CMOS (complementary metal oxide semiconductor) is the core manufacturing process for modern computers. It is used to manufacture a variety of integrated circuit components: including microprocessors, microcontrollers, memory chips and other digital logic circuits, as well as analog circuits such as image sensors and data converters.

An illustration of a single quantum bit, where electrons begin to wiggle inside a quantum dot as it begins to accelerate in response to a microwave signal.
Building quantum computers has been called the "space race of the 21st century" - a difficult and ambitious challenge that has the potential to provide revolutionary tools for solving otherwise impossible computations, such as the design of complex drugs and advanced materials, or the rapid search of large numbers of unclassified databases.

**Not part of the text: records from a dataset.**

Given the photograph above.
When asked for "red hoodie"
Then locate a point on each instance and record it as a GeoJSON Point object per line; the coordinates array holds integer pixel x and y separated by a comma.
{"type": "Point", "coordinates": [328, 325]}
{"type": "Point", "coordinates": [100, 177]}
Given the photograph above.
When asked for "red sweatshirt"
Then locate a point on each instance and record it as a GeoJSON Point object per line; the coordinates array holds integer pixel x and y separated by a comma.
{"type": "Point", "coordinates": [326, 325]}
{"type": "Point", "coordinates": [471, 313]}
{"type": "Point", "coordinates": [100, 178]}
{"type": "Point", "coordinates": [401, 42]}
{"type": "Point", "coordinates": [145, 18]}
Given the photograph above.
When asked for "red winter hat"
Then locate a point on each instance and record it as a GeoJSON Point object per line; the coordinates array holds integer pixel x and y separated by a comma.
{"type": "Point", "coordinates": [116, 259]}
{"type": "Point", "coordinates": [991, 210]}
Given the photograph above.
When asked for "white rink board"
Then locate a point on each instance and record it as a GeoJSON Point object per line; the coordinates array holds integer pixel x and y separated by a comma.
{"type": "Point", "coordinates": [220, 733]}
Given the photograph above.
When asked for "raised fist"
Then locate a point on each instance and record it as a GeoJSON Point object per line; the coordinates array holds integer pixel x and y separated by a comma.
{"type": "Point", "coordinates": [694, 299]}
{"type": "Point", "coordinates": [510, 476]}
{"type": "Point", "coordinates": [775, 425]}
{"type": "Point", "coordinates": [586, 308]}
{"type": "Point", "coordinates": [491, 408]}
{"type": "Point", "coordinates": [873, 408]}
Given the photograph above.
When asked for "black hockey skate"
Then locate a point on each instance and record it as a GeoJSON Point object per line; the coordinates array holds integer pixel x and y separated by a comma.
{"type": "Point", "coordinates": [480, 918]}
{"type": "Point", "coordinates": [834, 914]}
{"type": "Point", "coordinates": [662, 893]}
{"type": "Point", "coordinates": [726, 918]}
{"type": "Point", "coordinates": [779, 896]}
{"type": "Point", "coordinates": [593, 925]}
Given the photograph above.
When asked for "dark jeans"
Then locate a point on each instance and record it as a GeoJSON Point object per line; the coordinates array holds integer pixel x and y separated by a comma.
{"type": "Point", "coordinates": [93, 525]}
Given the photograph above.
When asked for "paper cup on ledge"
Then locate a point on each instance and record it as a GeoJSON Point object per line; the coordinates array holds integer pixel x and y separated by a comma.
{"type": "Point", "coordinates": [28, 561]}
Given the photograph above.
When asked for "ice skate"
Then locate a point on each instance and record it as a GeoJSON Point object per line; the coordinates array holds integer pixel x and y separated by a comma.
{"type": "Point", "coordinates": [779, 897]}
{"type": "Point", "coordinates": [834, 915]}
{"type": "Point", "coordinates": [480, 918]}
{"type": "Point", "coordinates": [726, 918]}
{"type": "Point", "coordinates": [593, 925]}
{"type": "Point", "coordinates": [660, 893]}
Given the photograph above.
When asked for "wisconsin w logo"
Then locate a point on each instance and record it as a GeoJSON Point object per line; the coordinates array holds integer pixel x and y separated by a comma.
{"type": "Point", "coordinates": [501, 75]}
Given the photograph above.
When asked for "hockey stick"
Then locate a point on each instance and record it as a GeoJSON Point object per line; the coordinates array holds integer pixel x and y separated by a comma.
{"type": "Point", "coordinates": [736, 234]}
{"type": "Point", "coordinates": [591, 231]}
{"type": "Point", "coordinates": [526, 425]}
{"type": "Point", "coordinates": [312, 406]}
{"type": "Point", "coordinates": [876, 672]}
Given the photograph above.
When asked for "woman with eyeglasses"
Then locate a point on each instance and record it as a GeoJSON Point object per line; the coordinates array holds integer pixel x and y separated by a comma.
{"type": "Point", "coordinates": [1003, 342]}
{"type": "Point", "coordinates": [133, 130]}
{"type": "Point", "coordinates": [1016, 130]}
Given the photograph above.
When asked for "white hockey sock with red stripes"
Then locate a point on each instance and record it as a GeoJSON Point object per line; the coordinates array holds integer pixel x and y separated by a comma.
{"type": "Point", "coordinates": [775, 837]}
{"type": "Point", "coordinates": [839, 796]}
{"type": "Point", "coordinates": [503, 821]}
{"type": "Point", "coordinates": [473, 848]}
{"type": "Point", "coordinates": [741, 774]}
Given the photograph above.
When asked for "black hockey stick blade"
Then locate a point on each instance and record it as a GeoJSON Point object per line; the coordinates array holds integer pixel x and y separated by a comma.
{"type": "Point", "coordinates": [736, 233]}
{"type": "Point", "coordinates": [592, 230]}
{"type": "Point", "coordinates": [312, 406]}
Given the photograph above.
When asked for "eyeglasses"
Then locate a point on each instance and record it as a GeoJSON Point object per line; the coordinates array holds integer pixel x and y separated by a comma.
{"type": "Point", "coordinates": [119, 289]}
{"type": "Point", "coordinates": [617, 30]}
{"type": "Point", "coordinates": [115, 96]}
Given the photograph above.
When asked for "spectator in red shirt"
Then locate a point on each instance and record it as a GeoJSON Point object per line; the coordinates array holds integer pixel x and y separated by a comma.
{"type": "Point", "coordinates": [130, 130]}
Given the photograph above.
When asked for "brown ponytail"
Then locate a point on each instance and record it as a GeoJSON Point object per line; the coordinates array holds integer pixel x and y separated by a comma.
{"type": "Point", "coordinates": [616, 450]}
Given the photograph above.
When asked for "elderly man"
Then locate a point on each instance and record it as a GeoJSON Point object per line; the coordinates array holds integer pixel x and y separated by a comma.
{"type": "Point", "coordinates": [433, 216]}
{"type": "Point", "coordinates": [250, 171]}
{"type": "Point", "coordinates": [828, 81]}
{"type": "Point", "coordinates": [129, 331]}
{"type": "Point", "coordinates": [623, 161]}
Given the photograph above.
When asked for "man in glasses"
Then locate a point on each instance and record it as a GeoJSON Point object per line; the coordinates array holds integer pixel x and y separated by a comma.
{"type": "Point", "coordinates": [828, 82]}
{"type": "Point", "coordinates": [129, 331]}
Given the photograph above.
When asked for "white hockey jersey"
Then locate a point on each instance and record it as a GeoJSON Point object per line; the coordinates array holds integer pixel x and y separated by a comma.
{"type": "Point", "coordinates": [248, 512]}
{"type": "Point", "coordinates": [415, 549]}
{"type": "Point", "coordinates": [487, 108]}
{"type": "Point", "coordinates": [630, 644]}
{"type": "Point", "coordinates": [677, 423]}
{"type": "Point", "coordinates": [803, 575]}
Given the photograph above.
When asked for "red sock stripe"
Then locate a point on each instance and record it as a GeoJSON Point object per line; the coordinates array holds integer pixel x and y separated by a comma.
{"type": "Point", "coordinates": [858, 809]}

"We often think of the moon landing as man's greatest technological miracle," Dzurak said, "but the fact that today's CMOS chips have billions of operating devices integrated into them is an astounding technological achievement that has revolutionized modern life. Quantum computing will be equally astounding."
Although this company is very ambitious, there is a problem, whether their method can control millions or billions of quantum bits, it is not experimentally verifiable at this stage, because humans cannot yet achieve so many quantum bits.